Mais les dirigeants de la communauté juive déplorent la persistance de l'antisémitisme dans le pays d'Europe centrale qui abrite la plus large communauté juive autochtone d'Europe, et ils regrettent que la Hongrie n'ait pas réussi pleinement selon eux à affronter son passé en temps de guerre.

En novembre dernier, le parti d'extrême droite Jobbik, troisième formation parlementaire du pays, a inauguré une statue du dirigeant Miklos Horthy, dont le régime s'allia à l'Allemagne hitlérienne et participa à la déportation des juifs.

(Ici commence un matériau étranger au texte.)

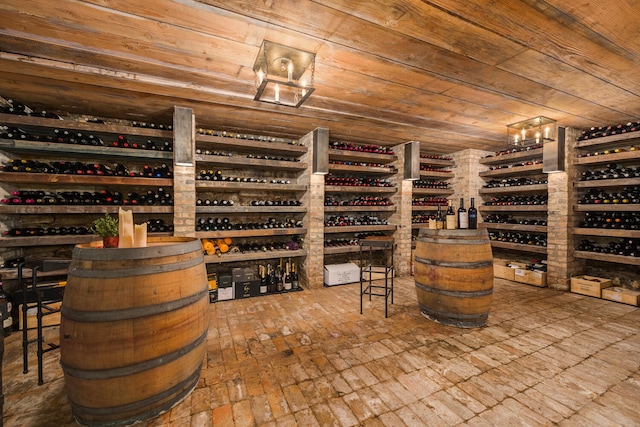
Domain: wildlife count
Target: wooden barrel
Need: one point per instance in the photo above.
(133, 329)
(454, 276)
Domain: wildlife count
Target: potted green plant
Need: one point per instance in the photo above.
(107, 228)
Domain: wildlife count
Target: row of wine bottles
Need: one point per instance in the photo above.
(102, 197)
(364, 148)
(350, 181)
(509, 219)
(222, 224)
(70, 136)
(515, 150)
(358, 201)
(513, 182)
(518, 237)
(611, 171)
(423, 183)
(516, 165)
(615, 220)
(534, 199)
(80, 168)
(602, 131)
(153, 226)
(429, 201)
(624, 247)
(225, 134)
(452, 219)
(350, 220)
(608, 151)
(625, 195)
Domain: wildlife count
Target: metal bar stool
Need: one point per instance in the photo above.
(367, 248)
(40, 296)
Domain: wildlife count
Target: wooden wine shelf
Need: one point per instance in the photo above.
(514, 208)
(618, 259)
(13, 242)
(435, 174)
(55, 148)
(516, 170)
(626, 156)
(361, 157)
(432, 191)
(336, 250)
(519, 247)
(81, 209)
(607, 232)
(248, 186)
(252, 146)
(356, 189)
(598, 183)
(513, 227)
(251, 233)
(358, 229)
(360, 208)
(98, 128)
(45, 178)
(512, 157)
(608, 207)
(253, 256)
(362, 169)
(515, 189)
(624, 138)
(436, 162)
(227, 162)
(249, 209)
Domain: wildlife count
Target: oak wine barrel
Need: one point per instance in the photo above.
(133, 329)
(454, 276)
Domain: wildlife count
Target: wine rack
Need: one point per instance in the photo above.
(243, 170)
(514, 196)
(355, 174)
(608, 190)
(85, 142)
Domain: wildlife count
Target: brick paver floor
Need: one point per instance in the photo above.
(310, 359)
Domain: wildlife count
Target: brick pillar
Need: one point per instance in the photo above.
(561, 219)
(402, 216)
(312, 271)
(184, 187)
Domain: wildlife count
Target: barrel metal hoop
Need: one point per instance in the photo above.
(455, 264)
(136, 271)
(187, 385)
(466, 294)
(131, 313)
(106, 374)
(155, 251)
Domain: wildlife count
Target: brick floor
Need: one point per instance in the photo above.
(309, 358)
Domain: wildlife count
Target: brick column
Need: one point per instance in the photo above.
(184, 187)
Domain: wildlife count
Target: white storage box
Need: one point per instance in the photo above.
(339, 274)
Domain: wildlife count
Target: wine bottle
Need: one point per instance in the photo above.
(440, 219)
(473, 215)
(463, 217)
(450, 217)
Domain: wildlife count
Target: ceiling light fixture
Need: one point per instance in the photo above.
(284, 75)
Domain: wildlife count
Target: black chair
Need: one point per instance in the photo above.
(41, 292)
(367, 248)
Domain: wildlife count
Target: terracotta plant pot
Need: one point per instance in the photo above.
(110, 242)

"Nous avons fait part de nos préoccupations au Premier ministre parce si cette année la commémoration de l'Holocauste n'est pas un succès, ce sera l'échec de toute la Hongrie", a déclaré le président de l'Association des congrégations juives de Hongrie (Mazsihisz), Andras Heiszler.

"Il y a une limite. Si les choses ne reviennent pas à la normale, nous envisagerons de nous retirer des commémorations", a-t-il ajouté.

Alors que des élections législatives sont prévues en avril, le gouvernement dit vouloir la réconciliation et assure mener une politique de "tolérance zéro" à l'égard de l'antisémitisme.

Mazsihisz déplore aussi que le futur mémorial de l'Holocauste, en cours de construction près d'une gare de Budapest qui a servi de point de départ pour les déportations, ne mentionne apparemment pas le rôle joué par les Hongrois.

Dans un communiqué, le porte-parole du gouvernement, Andras Giro-Szasz, a déclaré que l'objectif des commémorations serait de rendre hommage à toutes les victimes des événements survenus après l'occupation nazie le 19 mars 1944, qui "méritent l'empathie et une commémoration honorable".

Mais l'historien Krisztian Ungvary écrit sur le site d'informations hvg.hu que la Hongrie a privé les juifs de presque tous leurs droits et tué des dizaines de milliers d'entre eux avant l'occupation allemande.

"Ce ne sont pas les Allemands qui m'ont bloqué dans le ghetto mais les soldats et fascistes hongrois", a déclaré Gusztav Zoltai, un dirigeant de Mazsihisz et un survivant de l'Holocauste. (Jean-Stéphane Brosse pour le service français)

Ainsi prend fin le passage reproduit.